9 Nov 2014

'Major step forward' against corruption

8:34 am on 9 November 2014

Asia-Pacific countries, including China and the United States, have announced plans to co-operate more closely in the fight against corruption.

Chinese Foreign Minister Wang Yi speaks at a press conference in Beijing on 8 November.

Chinese Foreign Minister Wang Yi speaks at an APEC press conference in Beijing on 8 November. Photo: REUTERS

Leaders of the Asia-Pacific Economic Cooperation (APEC), which includes New Zealand, are planning to set up what they call an anti-corruption and transparency network when they meet in Beijing next week, the BBC reported.

More on the talks in Beijing

APEC members said in a statement that the purpose of the agreement, proposed by China, was to deny safe haven to anyone engaged in corruption.

It comes amid efforts by Chinese President Xi Jinping to clamp down on corrupt officials, including those who try to escape abroad.

US Secretary of State John Kerry hailed the move as a "major step forward".

"Corruption not only creates an unfair playing field, it not only distorts economic relationships, but corruption also steals from the people of every country the belief that the system can work for everybody."

The gathering culminates tomorrow in a two-day summit attended by Prime Minister John Key and leaders from the other 20 APEC member-economies.

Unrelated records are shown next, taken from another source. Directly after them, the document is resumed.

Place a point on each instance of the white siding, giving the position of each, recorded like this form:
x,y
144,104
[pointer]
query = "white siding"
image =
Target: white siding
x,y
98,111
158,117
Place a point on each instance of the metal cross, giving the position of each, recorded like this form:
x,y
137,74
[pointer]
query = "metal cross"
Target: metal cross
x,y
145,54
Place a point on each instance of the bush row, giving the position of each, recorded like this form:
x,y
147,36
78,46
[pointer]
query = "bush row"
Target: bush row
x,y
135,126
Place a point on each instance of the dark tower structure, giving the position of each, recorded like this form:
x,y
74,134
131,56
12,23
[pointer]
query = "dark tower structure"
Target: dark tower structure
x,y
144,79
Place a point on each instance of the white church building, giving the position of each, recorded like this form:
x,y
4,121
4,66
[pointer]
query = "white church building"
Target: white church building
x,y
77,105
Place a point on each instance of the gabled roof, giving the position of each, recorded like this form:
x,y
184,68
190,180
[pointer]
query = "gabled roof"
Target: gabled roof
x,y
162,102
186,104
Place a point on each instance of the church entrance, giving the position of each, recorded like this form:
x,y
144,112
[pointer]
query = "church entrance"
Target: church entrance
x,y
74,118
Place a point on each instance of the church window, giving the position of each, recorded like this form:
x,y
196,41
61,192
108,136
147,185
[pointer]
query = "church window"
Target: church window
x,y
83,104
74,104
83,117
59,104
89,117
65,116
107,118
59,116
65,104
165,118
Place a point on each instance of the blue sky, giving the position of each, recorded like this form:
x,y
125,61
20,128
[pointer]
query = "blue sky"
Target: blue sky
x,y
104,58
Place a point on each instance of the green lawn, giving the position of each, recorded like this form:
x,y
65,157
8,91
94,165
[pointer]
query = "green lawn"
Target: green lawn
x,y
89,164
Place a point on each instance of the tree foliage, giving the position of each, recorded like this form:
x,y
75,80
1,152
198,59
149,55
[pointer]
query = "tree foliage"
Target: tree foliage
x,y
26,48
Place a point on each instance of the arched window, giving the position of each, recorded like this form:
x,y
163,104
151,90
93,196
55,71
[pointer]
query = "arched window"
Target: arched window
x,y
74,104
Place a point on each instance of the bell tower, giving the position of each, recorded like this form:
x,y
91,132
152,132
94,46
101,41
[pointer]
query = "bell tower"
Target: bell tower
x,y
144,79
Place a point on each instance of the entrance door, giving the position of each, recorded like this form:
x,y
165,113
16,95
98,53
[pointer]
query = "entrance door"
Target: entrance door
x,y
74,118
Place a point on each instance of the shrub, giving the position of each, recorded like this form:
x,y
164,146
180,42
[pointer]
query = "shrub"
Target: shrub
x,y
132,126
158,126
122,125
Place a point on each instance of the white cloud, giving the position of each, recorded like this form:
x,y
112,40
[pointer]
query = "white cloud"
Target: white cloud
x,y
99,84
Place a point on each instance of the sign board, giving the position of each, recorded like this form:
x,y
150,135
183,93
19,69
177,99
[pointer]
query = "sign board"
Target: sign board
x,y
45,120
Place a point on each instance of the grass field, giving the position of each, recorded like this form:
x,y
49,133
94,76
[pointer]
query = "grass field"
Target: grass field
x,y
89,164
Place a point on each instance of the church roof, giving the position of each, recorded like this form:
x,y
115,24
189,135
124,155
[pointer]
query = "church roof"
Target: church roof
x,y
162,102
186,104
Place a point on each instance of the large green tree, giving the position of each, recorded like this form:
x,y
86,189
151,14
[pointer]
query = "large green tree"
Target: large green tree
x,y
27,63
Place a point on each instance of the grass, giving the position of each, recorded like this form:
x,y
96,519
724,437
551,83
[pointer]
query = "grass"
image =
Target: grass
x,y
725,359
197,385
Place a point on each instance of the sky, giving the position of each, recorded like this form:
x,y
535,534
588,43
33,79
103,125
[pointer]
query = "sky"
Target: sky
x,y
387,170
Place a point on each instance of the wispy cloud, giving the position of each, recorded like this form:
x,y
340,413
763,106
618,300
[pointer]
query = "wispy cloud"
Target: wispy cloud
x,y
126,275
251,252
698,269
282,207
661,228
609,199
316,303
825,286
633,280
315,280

US Secretary of State John Kerry welcomed the anti-corruption agreement, describing it as a "major step forward".

US Secretary of State John Kerry welcomed the anti-corruption agreement, describing it as a "major step forward". Photo: REUTERS

Extradition concerns

The APEC group statement said it had set up the Network of Anti-Corruption Authorities and Law Enforcement Agencies (ACT-NET) to investigate bribery, money laundering and illicit trade.

The network commits its 21 member states to "deny safe haven to those engaged in corruption, including through extradition, mutual legal assistance and the recovery and return of proceeds of corruption".

It will also "establish measures and systems to protect whistleblowers".

Officials said that the proposal was initiated by China and backed by the US, the BBC reported.

But correspondents said it was not clear how the agreement would work between countries that do not have bilateral extradition treaties.

The US, Canada and Australia - all seen as friendly to Chinese emigrants - have no extradition treaties with China because of concerns about capital punishment and the alleged use of torture in the Chinese judicial system.

China is currently involved in a huge campaign to root out corruption at all levels of society.

More than 13,000 Chinese officials were found guilty of corruption and bribery in the first nine months of 2014 alone.

This year saw the launch of Operation Fox Hunt, widening the scope of the campaign to include officials who have fled abroad.

President Xi has warned that the campaign would target both "tigers" and "flies", indicating that no-one, even senior party members, was exempt from the crackdown.

Since he came to power, some of China's biggest political heavyweights, including the vice-chairman of China's parliament and the former security chief have been targeted.